Tusker has seen the average CO2 emission level of its new car orders fall by 15.5% from 59.0g/km to 49.8g/km in just the first three months of 2021 such is the speed of take up of hybrid and electric cars by its customers.
Over two thirds (69%) of its salary sacrifice car benefits new car order bank at the end of March were for electric and plug-in hybrid cars split 42%/27%. In the same period in 2019 plug-in hybrids and EVs comprised just 14% and 2% respectively which puts company and driver ambitions to reduce emissions into perspective.
During the pandemic, Tusker has seen an increase in take up of salary sacrifice cars across the board, from Nurses in Nottingham to Accountants in Aberdeen. This suggests companies are successfully getting their grey car fleet population into new cars which are safer and more reliable at a time when more drivers are also boycotting public transport to adhere to social distancing rules.
Tusker has particularly seen a move to salary sacrifice in the public sector during the pandemic from the likes of community nurses who need to travel for their work but who do not necessarily have business use insurance cover.
62% of drivers ordering cars in March 2021 were 20% taxpayers, a rise from 58% in March 2020. The average P11D value of cars being added to the Tusker fleet have reduced accordingly from an average of £39,029 a year ago to £38,343 now.
“The speed at which companies and drivers are embracing hybrid and electric cars is phenomenal, and it’s great to see our order bank fall below 50g/km for the first time,” said Paul Gilshan, Tusker’s CEO.
“It’s also a very positive trend to see grey fleet drivers are switching to a new EV or hybrid on salary sacrifice, providing extra peace of mind for companies that their grey fleet drivers are safely behind the wheel of a fully maintained and insured new electric car,” he added.
At the end of Q1 2021, over 25% of Tusker’s 19,000 vehicles were EVs compared with 8.5% at the same period in 2020.
Tusker is practising what it preaches when it comes to emission reduction with its own 50-strong internal fleet now sitting at an average CO2 emission value of just 29.4g/km.
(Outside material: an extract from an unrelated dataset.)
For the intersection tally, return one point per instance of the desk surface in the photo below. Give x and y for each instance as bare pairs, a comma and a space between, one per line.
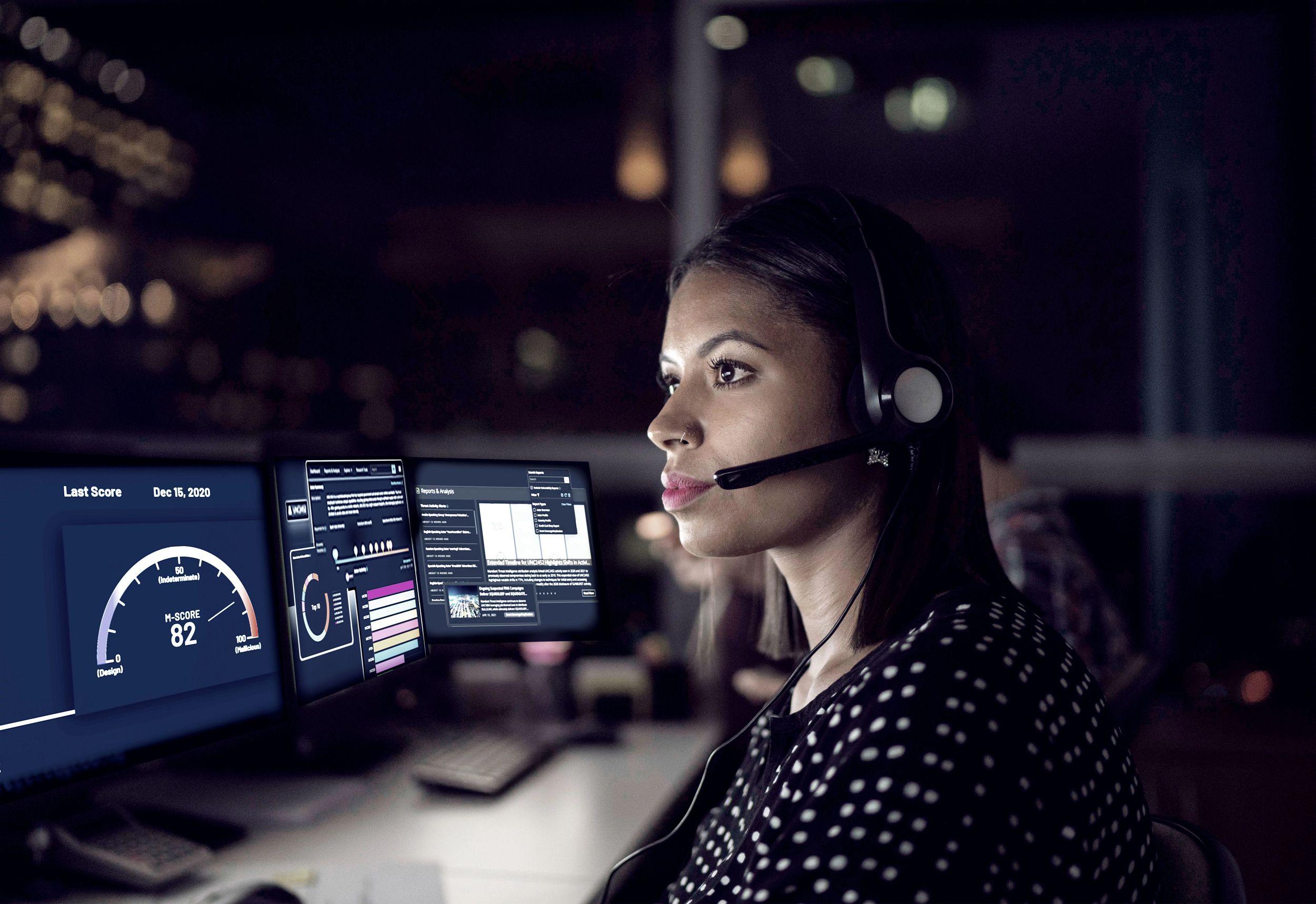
551, 839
It has received just two orders for internal combustion engine cars since 2019.
“It is perfectly feasible that most of our fleet could be fully hybrid and electric in the next two to three years. The recent introduction of a 1% benefit in kind tax rate for EVs has further supported the drive to electric vehicles.
“Companies are very focussed on improving their environmental credentials alongside meeting all of their duty of care responsibilities. Salary sacrifice supports both these strategies, said Gilshan.